This is a short simulation to check the coverage, when used as predictive intervals, of the random forest confidence intervals introduced in the paper:
S. Wager, T. Hastie and B. Efron. Confidence Intervals for Random Forests: The Jackknife and the Infinitesimal Jackknife. Journal of Machine Learning Research, 15, pp 1625-1651 (2014)
The data is simulated from the process described in Section 4.3 of
J. Friedman. Multivariate Adaptive Regression Splines. Annals of Statistics. 19(1), pp 1-67 (1991)
There are six independent predictors $X_1,\dots,X_6$, each of them with $\text{U}[0,1]$ distribution, and an independent random variable $\epsilon$ having a $\text{N}(0,1)$ distribution. The response variable is defined as
$$
Y = 10 \sin (\pi X_1 X_2) + 20 (X_3 -1/2)^2 + 10 X_4 + 5 X_5 + \epsilon.
$$
friedman <- function(n, p = 6) {
X <- matrix(runif(n*p), nrow = n, ncol = p, dimnames = list(1:n, paste0("x_", 1:p)))

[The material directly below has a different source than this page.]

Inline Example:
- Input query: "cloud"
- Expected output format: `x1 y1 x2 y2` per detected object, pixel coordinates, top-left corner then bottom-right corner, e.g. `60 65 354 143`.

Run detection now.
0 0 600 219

y <- 10*sin(pi*X[, 1]*X[, 2]) + 20*(X[, 3] - 0.5)^2 + 10*X[, 4] + 5*X[, 5] + rnorm(n)
data.frame(cbind(y, X))
}
We generate a training sample of size 1.000 and a test sample of size 100.000.
set.seed(42)
n <- 10^3
training <- friedman(n)
n_tst <- 10^5
test <- friedman(n_tst)
library(ranger)
rf <- ranger(y ~ ., data = training, num.trees = 10^3, keep.inbag = TRUE)
pred <- predict(rf, data = test, type = "se", se.method = "infjack")
y_hat <- pred$predictions
Lower <- y_hat - 1.96 * pred$se
Upper <- y_hat + 1.96 * pred$se
mean((Lower <= test$y) & (test$y <= Upper))
We set a nominal coverage of 95%, but the simulation results in a coverage of approximately 20.2%. The question is about the low effective predictive coverage obtained in this simulation.
Notes:
We're computing the $1-\alpha$ level confidence intervals as described in their footnote (page 3): $\hat{y}\pm z_\alpha \hat{\sigma}$.
As pointed by usεr11852 in the comments below, the effective coverage decreases as we increase the number of trees in the forest. Examples:
num.trees = 50 => effective coverage = 0.94855
num.trees = 100 => effective coverage = 0.76876
num.trees = 150 => effective coverage = 0.68959
num.trees = 200 => effective coverage = 0.56038
num.trees = 250 => effective coverage = 0.55393
num.trees = 300 => effective coverage = 0.32304
num.trees = 350 => effective coverage = 0.55413
num.trees = 400 => effective coverage = 0.26372
num.trees = 450 => effective coverage = 0.26232
num.trees = 500 => effective coverage = 0.23139
Best Answer
The way how the OP is written and the results are evaluated, this question appears to be confusing a prediction interval and a confidence interval.
The prediction interval gives an interval estimate of a random variable, while a confidence interval provides an interval estimate of a parameter. The difference between the two is conceptually as large as the difference between the standard deviation of a variable and the standard error of its mean.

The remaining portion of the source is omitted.